In the first half, a white middle-class couple (Bev and Russ, played by Anne Scurria and Timothy Crowe) fraying from the suicide of their adult son are packing to leave Clybourne Park, the fictitious Chicago neighborhood created by playwright Lorraine Hansberry in A Raisin the Sun. Raisin follows a Black family moving to Clybourne Park. In Norris’ first act, Bev and Russ are the couple selling, unwittingly, to Hansberry’s Black family. Well-meaning vicars and less-well-meaning neighbors reveal this conflict and simultaneously prod at the weighty intransigence of Bev and Russ’s grief.

The second half of Clybourne Park leaps forward a half-century and this time, it’s a white couple (Mauro Hantman and Rachel Ward) who’ve bought into Clybourne Park, which we learn had been taken over by Black families, experienced urban decay and crime, is on the upswing and just the kind of place a well- (or not-so-well-) meaning white couple would look to buy, tear down, and rebuild.

Everyone is racist

But the Black couple in the room (Ellis as Lena and Joe Wilson, Jr. as Kevin) represent Clybourne Park’s neighborhood association in a pat turning of tables, challenging the architectural encroachments of the white couple’s new house design. Lawyers stir up the action this time around, and soon everyone is calling everyone a racist. Or a sexist. Or a homophobe.

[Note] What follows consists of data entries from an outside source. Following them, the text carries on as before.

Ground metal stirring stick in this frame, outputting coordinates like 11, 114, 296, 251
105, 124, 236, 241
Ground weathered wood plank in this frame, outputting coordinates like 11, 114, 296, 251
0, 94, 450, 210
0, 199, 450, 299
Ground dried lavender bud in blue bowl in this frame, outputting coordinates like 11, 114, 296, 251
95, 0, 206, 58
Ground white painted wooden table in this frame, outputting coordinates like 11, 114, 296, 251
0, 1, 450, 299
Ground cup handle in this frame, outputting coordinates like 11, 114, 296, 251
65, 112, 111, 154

It’s a simple mirror set-up, and while the play is sold as a darkly comic bitter pill with harsh truths, the fact is that Clybourne Park feels a bit light for all that. The writing lacks the Klieg-lamp brutality of Pinter or Patrick Marber (whose play Closer set the bar for what people want but will never have the courage to say to each other). And Norris' apparent respect for the seemingly-easy-to-imitate but impossible-to-equal rhythms of David Mamet has inspired stretches of multi-character staccato patter that just doesn’t work. It’s not the production. It’s the writing.

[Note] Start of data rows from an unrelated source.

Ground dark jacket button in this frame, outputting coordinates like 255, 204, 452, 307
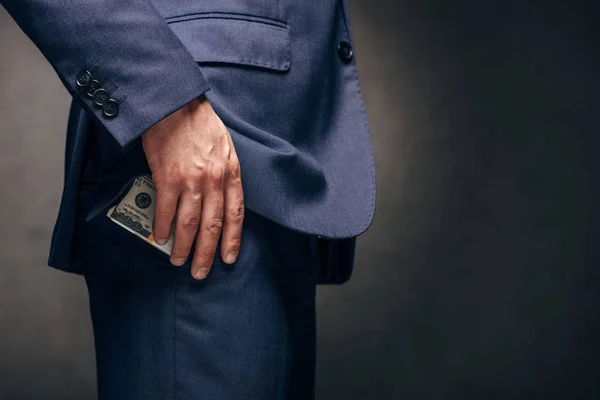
338, 41, 353, 64
93, 89, 108, 107
77, 70, 92, 87
102, 99, 119, 118
85, 79, 102, 97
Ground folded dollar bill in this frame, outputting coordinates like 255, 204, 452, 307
106, 175, 174, 255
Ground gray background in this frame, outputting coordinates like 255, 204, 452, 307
0, 0, 600, 400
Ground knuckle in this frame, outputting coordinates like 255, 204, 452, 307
178, 215, 200, 231
155, 207, 173, 225
209, 164, 225, 182
229, 203, 245, 222
194, 249, 215, 267
204, 218, 223, 235
229, 160, 242, 178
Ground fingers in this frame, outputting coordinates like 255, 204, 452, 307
221, 162, 244, 264
171, 189, 202, 266
154, 181, 179, 246
191, 166, 225, 279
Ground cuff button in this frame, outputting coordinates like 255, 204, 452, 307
93, 89, 108, 107
76, 70, 92, 87
85, 79, 102, 97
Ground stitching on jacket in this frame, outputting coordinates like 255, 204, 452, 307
165, 12, 288, 29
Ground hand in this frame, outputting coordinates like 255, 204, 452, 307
142, 97, 244, 279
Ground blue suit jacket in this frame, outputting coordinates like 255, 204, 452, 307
3, 0, 375, 282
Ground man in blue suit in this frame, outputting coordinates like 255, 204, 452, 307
3, 0, 375, 400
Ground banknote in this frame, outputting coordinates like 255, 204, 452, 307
106, 175, 174, 255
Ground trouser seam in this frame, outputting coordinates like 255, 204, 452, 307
172, 268, 179, 400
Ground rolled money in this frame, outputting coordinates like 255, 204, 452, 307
106, 175, 174, 255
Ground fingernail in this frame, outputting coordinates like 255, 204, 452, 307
194, 268, 208, 279
171, 258, 185, 267
225, 251, 237, 264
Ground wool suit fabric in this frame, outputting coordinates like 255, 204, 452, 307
2, 0, 375, 400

Timothy Crowe: masterful stillness

Nonetheless, the play moves well enough to keep us interested, particularly in the first half. Here, though, the dramatic momentum comes not from racial tension, but Russ’ mounting anger at the emotional incursions of his neighbors, vicar, and wife. And here, actually, is the other great note of this production of Clybourne Park: the performance of Timothy Crowe.

This gifted, increasingly grizzled mainstay of Trinity’s repertory company has brought a veteran stillness that beautifully echoes the nascent control of Ellis’ performance. Crowe’s Russ has to simmer for nearly an hour before he boils over, and Crowe gives us just enough foreshadowing in the nuance of the quickening of his reply, the fix of his grin, the tightening of his shoulders. It is a master turn, and his doubled role in the play’s second half, a delicate bit as a contractor, avoids every obvious note and makes you miss him when he leaves in search of a tool.

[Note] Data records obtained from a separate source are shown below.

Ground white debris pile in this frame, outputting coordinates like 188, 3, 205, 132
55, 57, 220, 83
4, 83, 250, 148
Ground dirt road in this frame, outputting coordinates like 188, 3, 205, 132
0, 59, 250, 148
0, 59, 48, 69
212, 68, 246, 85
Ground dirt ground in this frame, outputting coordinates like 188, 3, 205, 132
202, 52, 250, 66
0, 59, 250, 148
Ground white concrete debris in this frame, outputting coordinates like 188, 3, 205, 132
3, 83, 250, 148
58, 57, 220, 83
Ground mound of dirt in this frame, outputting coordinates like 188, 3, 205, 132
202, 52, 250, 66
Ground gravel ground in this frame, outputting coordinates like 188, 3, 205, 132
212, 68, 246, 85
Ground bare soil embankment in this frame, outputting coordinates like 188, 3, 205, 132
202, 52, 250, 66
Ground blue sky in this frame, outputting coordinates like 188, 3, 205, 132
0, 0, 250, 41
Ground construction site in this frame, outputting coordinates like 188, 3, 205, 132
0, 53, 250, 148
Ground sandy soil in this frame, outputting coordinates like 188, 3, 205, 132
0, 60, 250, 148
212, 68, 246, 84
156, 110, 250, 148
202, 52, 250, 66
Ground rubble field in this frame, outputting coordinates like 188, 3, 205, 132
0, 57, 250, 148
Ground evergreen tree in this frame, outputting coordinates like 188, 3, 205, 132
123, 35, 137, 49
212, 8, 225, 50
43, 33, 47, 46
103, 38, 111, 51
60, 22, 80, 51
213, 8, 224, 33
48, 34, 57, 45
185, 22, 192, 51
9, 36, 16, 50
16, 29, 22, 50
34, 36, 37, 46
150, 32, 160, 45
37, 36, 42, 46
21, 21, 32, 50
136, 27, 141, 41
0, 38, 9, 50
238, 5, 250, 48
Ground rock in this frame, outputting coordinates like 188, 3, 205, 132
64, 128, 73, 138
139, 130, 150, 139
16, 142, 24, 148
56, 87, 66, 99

The young Ellis and the aging Crowe, in fact, although they barely share a dozen lines in direct interaction, anchor what is best about Trinity’s Clybourne Park. Two actors--one entering her career, one peaking in his--show us how humans struggle against control. How a maid refuses, with her voice, to accept a silver chafing dish forced on her by her employer, or how a father defends, with a glare, the right to his grief. This is reason, doubled, to see Clybourne Park.